The Merge Lock: Refactoring our SDLC at 9fin
- Huss El-Sheikh
By the time this post goes live, I should be getting ready to speak at the inaugural GitLab Commit Conference. My talk is about how as a young startup, the way we deliver our technology products have changed and evolved.My talk abstract is below:
Sat in the kitchen, my co-founder and I freshly just having quit our jobs, we were at work on the MVP of what would become 9fin. We were already using an online hosted Git repo for source control, but the need for coordination on what we were building led us to look for something which combined Private Git repos and Issue Management. GitLab was our choice.
Three years later, we’ve gone from 1 to 30+ projects, from no CI to automated and on demand jobs deploying in multiple environments, business and product teammates collaborating within GitLab and even building our own tools on top of GitLab for ChatOps and Review Apps. This is our journey, and how we got here. I’ll share how we slowly grew our use of GitLab, the surprising human factors and pains in adopting better DevOps, and the benefits we have gained along the way.
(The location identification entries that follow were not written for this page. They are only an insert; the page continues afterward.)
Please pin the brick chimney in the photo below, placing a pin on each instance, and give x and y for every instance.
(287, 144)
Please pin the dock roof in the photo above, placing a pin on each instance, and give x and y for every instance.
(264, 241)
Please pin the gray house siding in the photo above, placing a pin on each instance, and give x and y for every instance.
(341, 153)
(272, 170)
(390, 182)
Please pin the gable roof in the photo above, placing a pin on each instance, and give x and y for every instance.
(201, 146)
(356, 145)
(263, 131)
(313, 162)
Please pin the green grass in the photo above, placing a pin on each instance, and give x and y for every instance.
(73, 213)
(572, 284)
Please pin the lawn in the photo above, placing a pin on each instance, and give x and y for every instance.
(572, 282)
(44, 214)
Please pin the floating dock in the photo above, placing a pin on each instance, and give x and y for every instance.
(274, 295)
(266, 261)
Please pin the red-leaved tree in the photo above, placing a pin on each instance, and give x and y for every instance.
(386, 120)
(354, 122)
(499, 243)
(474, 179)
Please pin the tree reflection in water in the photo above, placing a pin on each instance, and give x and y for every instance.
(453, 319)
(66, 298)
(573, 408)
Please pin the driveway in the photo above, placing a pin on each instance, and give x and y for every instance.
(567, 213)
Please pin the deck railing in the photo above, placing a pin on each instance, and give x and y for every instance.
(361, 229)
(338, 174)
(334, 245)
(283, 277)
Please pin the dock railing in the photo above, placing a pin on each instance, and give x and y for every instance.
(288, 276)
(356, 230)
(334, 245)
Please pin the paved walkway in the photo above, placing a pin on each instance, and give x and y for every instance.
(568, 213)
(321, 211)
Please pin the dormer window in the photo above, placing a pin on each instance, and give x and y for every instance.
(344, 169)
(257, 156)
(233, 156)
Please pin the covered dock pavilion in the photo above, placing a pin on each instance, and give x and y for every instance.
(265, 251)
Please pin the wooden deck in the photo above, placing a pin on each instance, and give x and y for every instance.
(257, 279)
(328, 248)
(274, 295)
Anyway, some of those “human factors” are expanded upon in my talk, and I make reference to to a short but particularly painful point in our SDLC journey. As we were adjusting to a growing team, and a breakneck pack of development. I mention a bit of a “peace envoy” work I had to do to reconcile the issues and difficulties we were facing. For this I produced a short report doc, and in honour of GitLab’s values of transparency, I have made it publicly available.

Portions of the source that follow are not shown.